L'entraineur de saut à la perche a dû faire des pieds et des mains pour que ses athlètes obtiennent un visa et puissent participer aux Mondiaux d'Eugene.

Article rédigé par Louise Le Borgne, franceinfo: sport
France Télévisions - Rédaction Sport
Publié Mis à jour
Temps de lecture : 6min
Xu Huiqin, perchiste chinoise, lors des Jeux de Tokyo (Japon), le 5 août 2021. (LUI SIU WAI / XINHUA / AFP)

Quand Damien Inocencio décroche au téléphone, vendredi 15 juillet, le coach français s'apprête à veiller tard dans la nuit pour suivre à distance ses athlètes, aux championnats du monde d'athlétisme à Eugene (Oregon). Entraîneur des perchistes Chinoises Xu Huiqin et Niu Chunge, l'ancien coach de Renaud Lavillenie n'a pas pu les accompagner aux Etats-Unis. Un imbroglio concernant les visas a bien failli empêcher les deux athlètes de se rendre sur place. Comme pour de nombreux sportifs qualifiés au Mondiaux, l'administration américaine a tardé à leur accéder à leur demande. Les deux perchistes sont arrivées in extremis, deux jours avant le début des qualifications du concours de saut à la perche, vendredi. Avec des fortunes diverses. Niu Chunge a été éliminée, vendredi, mais Xu Huiqin est parvenue à se qualifier pour la finale.

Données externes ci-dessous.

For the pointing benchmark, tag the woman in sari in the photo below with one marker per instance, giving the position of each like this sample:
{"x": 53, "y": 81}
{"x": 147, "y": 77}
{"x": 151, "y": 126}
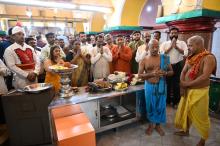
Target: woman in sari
{"x": 54, "y": 59}
{"x": 80, "y": 75}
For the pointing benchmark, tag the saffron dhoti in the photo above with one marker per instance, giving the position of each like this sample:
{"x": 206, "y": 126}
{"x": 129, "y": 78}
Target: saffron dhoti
{"x": 193, "y": 108}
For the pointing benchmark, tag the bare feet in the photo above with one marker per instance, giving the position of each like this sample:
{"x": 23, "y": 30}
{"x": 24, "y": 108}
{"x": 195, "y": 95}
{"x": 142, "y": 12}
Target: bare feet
{"x": 149, "y": 130}
{"x": 159, "y": 130}
{"x": 201, "y": 142}
{"x": 182, "y": 133}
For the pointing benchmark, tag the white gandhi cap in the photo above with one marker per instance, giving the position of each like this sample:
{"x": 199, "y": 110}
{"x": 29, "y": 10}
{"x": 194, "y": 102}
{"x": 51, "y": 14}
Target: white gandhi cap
{"x": 17, "y": 29}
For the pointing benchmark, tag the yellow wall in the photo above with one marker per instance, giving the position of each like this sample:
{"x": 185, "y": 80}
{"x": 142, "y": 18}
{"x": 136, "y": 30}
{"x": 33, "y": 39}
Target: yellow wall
{"x": 131, "y": 12}
{"x": 211, "y": 4}
{"x": 79, "y": 27}
{"x": 98, "y": 22}
{"x": 173, "y": 6}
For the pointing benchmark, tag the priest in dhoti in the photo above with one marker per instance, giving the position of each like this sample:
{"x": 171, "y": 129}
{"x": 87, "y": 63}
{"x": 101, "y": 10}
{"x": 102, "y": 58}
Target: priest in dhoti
{"x": 153, "y": 69}
{"x": 21, "y": 59}
{"x": 193, "y": 108}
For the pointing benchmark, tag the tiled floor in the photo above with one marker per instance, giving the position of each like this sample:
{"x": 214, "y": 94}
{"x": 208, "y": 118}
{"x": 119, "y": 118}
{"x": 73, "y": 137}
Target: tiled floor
{"x": 134, "y": 135}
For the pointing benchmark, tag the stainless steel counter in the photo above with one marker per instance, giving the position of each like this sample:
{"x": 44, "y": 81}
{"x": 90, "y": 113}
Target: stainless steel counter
{"x": 83, "y": 96}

Franceinfo: sport : comment s'est déroulée la demande de visas pour les Mondiaux d'athlétisme aux Etats-Unis ?

Damien Inocencio : J'ai fait la demande pour mes deux athlètes le 8 juin sur un formulaire en ligne qui propose automatiquement une date de rendez-vous pour valider les passeports à l'ambassade. Le logiciel proposait un rendez-vous le 8 novembre 2023... Mais c'est habituel jusque-là. C'est classique, il y a un formulaire qui permet de faire une demande en urgence. Donc j'explique qu'elles ont les championnats du monde à Eugene, qu'elles ont besoin d'une dizaine de jours pour s'acclimater, et qu'il nous faudrait en gros un rendez-vous autour du 25 juin.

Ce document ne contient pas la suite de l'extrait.